So the Walmart (or whatever lower end grocery store one has) has a good selection of bacon without hormones, antibiotics, and isn’t cured? Or has a selection of pork that hasn’t been raised in a factory? Or a good selection of organic vegetables? Sure some of the other stuff comes at a premium, that kind of goes with the territory. There have always been frou-frou stores such as bakeries, meat markets, and other specialty stores. My parents would on rare occasion get some really nice meat from a nearby butcher shop (and it wasn’t Walmart prices). Now this kind of food seems to come in larger one stop shops more often than not. Though specialty shops still exist. FWIW, we get most all of our meat in bulk orders from a farm that is about an hour away from us. Which also employs a local butcher shop. The world keeps a changing…
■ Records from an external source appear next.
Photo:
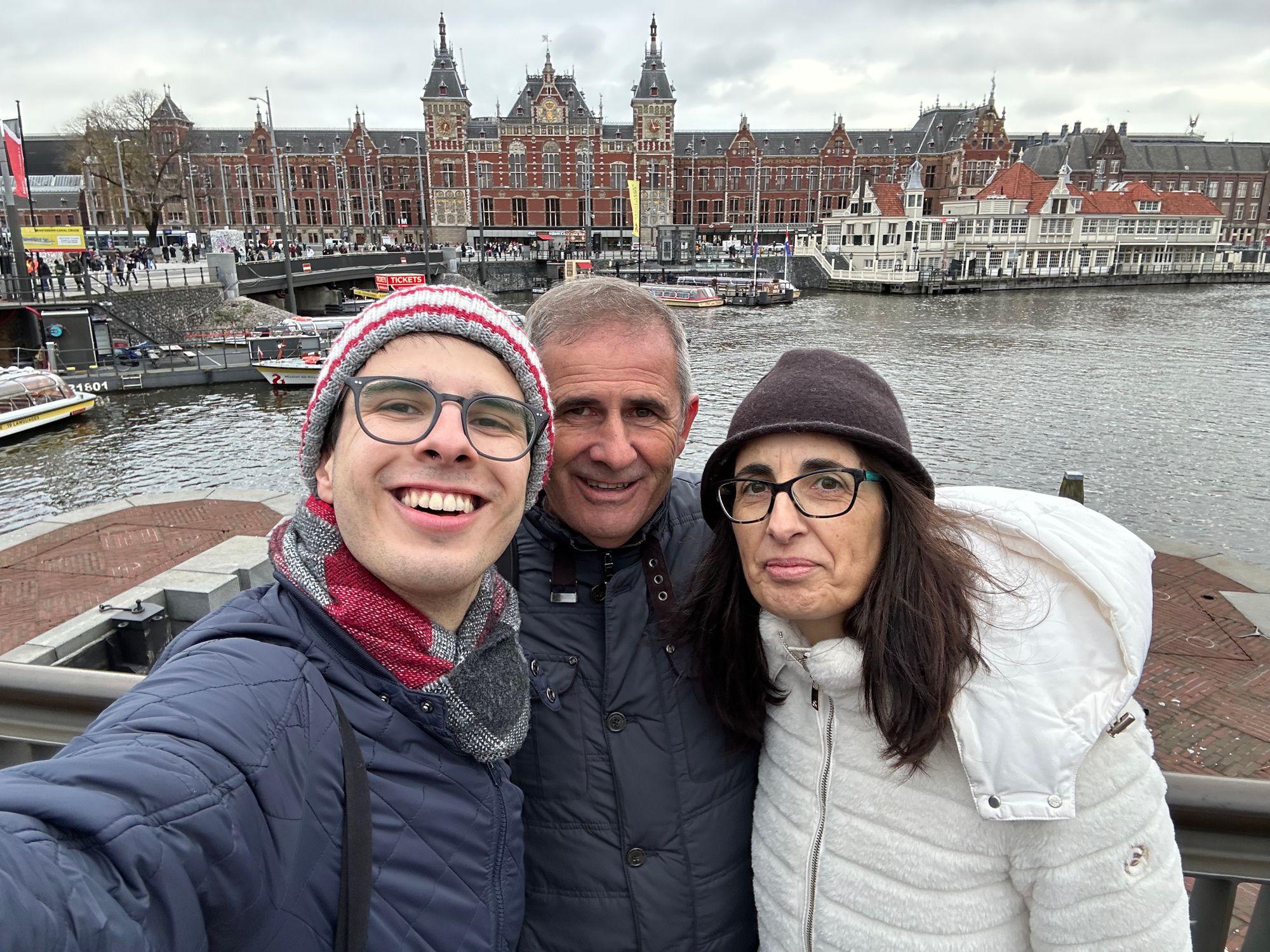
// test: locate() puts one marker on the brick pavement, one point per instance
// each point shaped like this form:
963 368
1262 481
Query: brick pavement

The same is true of airline travel. I remember my first airplane trip. My mom took me to Thalhimers Dept. Store to buy a traveling outfit. It was gorgeous and I was gorgeous in it. Every kid in my neighborhood was green with envy because little 8 year old me was about to embark on an adventure. I was going to fly, like the people on TV. I remember walking through National Airport and this time we weren't meeting someone getting off the plane, we were getting on. Everyone was so friendly, so helpful, and so complimentary of my outfit. On the plane, the flight attendant called me Miss and brought me treats. The pilot came back and talked to us and even gave me my own set of wings because he had heard it was my first flight. I felt like a princess. I knew then that I wanted to fly everywhere when I grew up. I wanted to fly around the world.
If I had to guess, I’ll bet your story came in the day when flying was much more of a luxury. I’m 51, so I can partially relate to that time. My parents moved across the country from their family a little before I was born. So we flew back roughly every 3-4 years (about 4 times) when I was growing up. We never flew anywhere else. My mommy didn’t buy me a special traveling outfit, even though she could afford it. Flying has become more a transportation utility, as most people prefer saving money over trinkets during a 2-6 hour window of travel. Our son has flown with us to Hawaii twice, once to DC, once to the Midwest to see my wife’s extended family, and about 4 times to my parent’s state. My wife and I have flown to Mexico, and a few other places in the US over the years without our son. And we never bother with paying for first class...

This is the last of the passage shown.